Test scores Rising up to Two Times Faster in Chicago Arts-Integrated Schools - Washington Post

The knee-jerk reaction to the attempt to raise student test scores is to go back to the old ways...drill, drill, drill. Yet more research is coming out to suggest that may not be the best way to get the scores up. This Washington Post article titled "The Art of Education Success" discusses the benefits of integrating the arts into the curriculum. Here's some excerpts:

The new economy may require higher-order skills such as creativity, adaptability and teamwork, but most schools in low-income areas focus narrowly on "basic" academic skills, testing and discipline. The student boredom and academic failure that follow prompt calls for yet more testing and discipline.

The first school and others like it are proving that integrating the arts into the core of the academic program is a far more productive strategy. Recently the principal of Edgebrook, Chicago's highest-scoring non-selective elementary school, attributed her school's success to its embrace of the arts. "We were concerned we might see a negative impact on test scores," Diane Maciejewski said. "But actually, just the opposite happened."

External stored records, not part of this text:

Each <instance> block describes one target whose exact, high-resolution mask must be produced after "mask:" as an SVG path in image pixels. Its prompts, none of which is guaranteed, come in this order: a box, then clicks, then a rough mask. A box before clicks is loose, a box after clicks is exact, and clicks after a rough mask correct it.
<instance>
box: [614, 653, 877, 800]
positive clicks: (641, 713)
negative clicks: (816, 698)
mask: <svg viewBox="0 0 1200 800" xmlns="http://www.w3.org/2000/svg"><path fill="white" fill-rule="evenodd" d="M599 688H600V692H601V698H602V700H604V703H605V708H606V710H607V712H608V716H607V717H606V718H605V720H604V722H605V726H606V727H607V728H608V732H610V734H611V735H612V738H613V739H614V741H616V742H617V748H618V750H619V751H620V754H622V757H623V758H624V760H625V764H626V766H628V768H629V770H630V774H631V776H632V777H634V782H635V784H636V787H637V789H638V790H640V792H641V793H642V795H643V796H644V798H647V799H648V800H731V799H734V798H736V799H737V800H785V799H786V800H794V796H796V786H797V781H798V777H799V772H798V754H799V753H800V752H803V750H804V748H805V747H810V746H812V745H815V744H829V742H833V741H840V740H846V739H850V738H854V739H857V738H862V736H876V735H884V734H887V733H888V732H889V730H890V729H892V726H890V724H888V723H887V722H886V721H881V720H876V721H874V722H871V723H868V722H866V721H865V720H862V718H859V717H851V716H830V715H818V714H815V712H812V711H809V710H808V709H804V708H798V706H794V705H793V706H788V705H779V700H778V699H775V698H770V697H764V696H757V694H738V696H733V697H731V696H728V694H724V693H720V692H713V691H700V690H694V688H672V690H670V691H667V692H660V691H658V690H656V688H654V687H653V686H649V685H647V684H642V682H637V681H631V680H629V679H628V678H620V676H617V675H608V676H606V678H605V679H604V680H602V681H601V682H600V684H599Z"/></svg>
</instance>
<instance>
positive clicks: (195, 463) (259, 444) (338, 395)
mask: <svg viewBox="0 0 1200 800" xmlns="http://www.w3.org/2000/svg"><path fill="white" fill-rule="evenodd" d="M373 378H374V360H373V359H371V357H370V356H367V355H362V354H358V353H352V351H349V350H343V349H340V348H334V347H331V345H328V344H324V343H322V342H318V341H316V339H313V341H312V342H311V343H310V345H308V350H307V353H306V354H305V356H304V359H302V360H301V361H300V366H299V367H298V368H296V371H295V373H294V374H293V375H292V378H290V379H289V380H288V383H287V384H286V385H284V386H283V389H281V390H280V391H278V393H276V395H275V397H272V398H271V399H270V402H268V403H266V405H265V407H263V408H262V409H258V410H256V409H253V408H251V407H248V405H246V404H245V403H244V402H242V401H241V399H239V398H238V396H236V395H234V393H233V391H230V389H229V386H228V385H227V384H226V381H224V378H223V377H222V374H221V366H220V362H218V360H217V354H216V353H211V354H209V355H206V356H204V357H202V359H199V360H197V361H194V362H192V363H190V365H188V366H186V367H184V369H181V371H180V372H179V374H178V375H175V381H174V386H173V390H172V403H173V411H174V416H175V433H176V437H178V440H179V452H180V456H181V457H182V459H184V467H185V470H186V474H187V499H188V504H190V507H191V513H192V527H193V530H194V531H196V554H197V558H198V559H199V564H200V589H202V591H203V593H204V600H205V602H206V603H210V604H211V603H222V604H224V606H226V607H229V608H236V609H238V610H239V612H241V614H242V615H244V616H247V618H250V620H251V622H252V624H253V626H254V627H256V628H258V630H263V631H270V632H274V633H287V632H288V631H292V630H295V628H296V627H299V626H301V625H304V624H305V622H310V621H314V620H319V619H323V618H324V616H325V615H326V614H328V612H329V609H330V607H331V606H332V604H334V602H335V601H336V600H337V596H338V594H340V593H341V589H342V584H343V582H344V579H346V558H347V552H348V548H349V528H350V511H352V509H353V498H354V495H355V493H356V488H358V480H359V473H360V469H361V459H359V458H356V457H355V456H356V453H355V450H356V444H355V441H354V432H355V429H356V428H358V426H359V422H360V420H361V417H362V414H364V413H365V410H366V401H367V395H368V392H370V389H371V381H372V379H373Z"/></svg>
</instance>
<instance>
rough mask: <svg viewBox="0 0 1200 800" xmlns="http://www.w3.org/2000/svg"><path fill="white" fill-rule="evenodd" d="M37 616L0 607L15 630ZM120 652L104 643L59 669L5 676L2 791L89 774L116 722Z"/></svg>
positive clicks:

A growing body of research is yielding data that support her claim. A study of 23 arts-integrated schools in Chicago showed test scores rising up to two times faster there than in demographically comparable schools. A study of a Minneapolis program showed that arts integration has substantial effects for all students, but appears to have its greatest impact on disadvantaged learners. Gains go well beyond the basics and test scores. Students become better thinkers, develop higher-order skills, and deepen their inclination to learn.



These successes make clear that the arts are not just affective and expressive. They are also deeply cognitive. They develop the tools of thinking itself: careful observation of the world, mental representation of what is observed or imagined, abstraction from complexity, pattern recognition and development, symbolic and metaphoric representation, and qualitative judgment. We use these same thinking tools in science, philosophy, math and history. The advantage of the arts is that they link cognitive growth to social and emotional development. Students care more deeply about what they study, they see the links between subjects and their lives, their thinking capacities grow, they work more diligently, and they learn from each other.